Nuestro cuerpo está formado por muchos millones de células que se organizan
formando tejidos para cumplir funciones determinadas. Sin embargo, cuando el
cáncer se adueña de las células esta organización se va al suelo, produciéndose
una cantidad cada vez mayor de ellas en el tejido, distorsionándolo hasta formar
una protuberancia o tumor. Y no solo eso; además, las células comienzan a perder
su sentido de orientación y de territorio. Ya no reconocen sus límites, lo que
inevitablemente las lleva a dispersarse a otras partes del cuerpo, situación que
se conoce como
metástasis.
Cuando una célula se enferma, pierde su
capacidad de dividirse normalmente y comienza a sufrir modificaciones, formando
grandes masas celulares o tumores, como dijimos anteriormente. Sin
embargo, no siempre estos son malignos, ya que pueden presentarse en forma
aislada, lo que significa que son benignos, es decir, son menos dañinos para el
funcionamiento de nuestro organismo. Pero si las células del tumor son muy
invasoras y se expanden por otras partes del cuerpo, produciendo metástasis.

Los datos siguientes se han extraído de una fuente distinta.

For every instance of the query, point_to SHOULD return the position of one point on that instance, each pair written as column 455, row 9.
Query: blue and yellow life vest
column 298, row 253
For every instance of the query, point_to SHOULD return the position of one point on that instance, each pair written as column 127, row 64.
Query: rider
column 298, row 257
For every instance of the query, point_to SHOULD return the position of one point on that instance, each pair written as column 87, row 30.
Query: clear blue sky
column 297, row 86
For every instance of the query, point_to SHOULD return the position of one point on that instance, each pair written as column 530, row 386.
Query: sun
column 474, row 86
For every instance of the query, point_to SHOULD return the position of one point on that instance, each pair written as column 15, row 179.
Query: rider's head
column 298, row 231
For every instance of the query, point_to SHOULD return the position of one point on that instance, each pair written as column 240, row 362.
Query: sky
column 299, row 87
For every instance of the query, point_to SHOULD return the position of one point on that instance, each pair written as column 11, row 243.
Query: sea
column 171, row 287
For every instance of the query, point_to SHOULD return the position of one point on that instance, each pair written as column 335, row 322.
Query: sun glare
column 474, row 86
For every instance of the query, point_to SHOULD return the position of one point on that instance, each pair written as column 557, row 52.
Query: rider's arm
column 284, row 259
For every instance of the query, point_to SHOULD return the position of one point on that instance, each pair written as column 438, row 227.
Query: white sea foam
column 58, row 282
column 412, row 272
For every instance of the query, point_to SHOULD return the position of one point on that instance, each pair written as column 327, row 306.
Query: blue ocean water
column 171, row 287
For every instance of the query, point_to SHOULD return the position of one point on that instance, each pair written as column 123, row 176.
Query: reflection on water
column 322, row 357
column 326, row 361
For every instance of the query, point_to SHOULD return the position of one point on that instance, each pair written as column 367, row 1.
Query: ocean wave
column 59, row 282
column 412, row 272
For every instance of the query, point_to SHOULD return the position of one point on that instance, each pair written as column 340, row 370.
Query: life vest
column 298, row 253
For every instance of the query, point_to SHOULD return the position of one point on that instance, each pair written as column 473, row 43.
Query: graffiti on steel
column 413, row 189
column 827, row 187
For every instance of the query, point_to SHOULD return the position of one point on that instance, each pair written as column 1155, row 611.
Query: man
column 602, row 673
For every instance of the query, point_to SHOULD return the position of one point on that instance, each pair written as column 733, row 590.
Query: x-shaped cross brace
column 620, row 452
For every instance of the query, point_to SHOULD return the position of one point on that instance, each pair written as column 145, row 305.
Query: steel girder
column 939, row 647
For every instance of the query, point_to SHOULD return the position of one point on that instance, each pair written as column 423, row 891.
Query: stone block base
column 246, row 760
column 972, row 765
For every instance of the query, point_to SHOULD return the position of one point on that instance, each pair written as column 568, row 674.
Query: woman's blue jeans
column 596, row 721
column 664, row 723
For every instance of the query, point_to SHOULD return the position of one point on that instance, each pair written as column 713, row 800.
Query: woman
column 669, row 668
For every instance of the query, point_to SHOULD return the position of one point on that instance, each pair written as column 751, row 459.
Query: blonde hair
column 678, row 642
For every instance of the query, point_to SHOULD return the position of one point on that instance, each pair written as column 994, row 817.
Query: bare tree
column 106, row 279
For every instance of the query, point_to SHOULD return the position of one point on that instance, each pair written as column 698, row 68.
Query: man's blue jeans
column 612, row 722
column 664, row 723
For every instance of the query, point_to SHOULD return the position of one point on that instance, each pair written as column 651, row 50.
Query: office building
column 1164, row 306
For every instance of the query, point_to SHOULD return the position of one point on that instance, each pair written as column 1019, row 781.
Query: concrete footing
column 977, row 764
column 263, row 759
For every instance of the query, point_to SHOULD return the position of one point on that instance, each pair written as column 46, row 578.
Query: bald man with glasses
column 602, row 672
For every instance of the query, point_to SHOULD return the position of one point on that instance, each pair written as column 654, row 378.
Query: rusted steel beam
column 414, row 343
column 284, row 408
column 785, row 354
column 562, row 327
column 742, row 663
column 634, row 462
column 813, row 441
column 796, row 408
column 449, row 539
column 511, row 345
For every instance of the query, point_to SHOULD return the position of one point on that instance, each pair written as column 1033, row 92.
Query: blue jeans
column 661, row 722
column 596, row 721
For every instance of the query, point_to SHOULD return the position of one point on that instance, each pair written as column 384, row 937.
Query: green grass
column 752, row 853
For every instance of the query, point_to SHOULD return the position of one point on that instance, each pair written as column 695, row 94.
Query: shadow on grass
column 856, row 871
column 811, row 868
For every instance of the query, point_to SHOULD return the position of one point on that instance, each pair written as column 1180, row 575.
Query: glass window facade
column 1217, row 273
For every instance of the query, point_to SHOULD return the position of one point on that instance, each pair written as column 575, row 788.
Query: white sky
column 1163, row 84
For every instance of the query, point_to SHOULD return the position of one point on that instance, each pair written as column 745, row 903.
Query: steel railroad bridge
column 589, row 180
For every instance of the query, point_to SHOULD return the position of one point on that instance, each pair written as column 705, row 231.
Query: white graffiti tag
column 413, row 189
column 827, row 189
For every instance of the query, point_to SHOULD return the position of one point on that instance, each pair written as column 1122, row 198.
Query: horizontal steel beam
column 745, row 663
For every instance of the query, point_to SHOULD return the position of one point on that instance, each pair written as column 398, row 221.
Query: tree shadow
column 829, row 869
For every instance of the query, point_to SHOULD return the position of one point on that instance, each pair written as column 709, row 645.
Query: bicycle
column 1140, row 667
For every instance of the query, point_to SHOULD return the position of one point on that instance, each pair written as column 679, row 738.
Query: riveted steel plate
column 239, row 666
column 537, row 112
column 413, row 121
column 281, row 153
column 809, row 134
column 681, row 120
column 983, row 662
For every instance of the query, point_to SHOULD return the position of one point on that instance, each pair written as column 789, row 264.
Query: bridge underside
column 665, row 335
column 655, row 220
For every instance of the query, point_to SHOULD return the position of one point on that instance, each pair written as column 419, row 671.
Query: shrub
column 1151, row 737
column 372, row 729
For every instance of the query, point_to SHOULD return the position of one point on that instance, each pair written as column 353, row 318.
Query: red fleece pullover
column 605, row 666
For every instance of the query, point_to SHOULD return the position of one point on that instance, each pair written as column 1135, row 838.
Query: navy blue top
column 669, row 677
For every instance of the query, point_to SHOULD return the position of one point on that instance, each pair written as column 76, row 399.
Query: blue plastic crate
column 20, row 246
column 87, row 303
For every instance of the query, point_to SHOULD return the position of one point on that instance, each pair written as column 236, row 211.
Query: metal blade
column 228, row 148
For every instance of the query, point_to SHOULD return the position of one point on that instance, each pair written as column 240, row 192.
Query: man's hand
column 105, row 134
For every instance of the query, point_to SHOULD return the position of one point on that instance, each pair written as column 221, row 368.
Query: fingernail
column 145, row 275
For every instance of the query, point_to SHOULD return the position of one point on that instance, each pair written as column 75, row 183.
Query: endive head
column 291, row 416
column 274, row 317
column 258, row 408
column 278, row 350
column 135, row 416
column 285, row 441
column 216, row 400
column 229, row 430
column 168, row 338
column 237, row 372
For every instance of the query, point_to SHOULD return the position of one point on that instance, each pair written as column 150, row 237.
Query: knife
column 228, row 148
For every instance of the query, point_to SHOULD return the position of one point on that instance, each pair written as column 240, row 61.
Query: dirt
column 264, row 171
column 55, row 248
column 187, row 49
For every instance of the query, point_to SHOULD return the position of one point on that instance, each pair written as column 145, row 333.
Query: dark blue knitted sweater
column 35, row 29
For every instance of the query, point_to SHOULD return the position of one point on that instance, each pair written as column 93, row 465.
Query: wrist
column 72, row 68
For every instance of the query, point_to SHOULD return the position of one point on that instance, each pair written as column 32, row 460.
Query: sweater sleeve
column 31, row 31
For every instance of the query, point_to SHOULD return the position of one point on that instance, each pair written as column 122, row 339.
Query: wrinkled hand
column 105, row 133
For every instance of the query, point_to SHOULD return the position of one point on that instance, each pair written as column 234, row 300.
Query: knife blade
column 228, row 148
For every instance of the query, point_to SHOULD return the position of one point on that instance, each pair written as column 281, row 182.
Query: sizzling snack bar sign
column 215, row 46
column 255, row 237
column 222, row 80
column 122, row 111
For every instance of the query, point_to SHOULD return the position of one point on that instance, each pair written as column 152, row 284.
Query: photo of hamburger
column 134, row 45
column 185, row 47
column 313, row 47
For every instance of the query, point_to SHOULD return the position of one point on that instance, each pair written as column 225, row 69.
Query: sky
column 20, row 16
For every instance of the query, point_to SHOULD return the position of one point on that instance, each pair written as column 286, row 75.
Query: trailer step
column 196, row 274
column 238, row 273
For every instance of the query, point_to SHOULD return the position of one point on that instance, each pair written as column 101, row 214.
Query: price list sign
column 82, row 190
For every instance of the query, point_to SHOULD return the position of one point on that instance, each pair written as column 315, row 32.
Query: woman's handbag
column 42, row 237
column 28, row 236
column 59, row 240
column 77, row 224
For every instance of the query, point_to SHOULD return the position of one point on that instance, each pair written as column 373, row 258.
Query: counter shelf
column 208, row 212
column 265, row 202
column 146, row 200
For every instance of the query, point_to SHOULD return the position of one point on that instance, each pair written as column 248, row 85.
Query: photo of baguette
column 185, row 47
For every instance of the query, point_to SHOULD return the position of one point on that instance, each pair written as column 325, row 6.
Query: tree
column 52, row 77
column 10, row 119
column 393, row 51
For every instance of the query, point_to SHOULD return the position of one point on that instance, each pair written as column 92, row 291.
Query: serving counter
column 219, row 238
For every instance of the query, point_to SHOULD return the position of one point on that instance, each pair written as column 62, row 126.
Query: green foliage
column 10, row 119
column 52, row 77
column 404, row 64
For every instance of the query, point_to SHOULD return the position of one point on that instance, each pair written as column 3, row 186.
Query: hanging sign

Estamos hablando de un tumor maligno o de cáncer propiamente tal.
Con su división descontrolada, las células no solo forman tumores sino que
ahogan, desnutren y vuelven indefensas a las células normales del entorno,
pudiendo provocarnos la muerte.
A pesar de que existen varios tipos de cáncer, las transformaciones celulares
que provocan son comunes a todos ellos.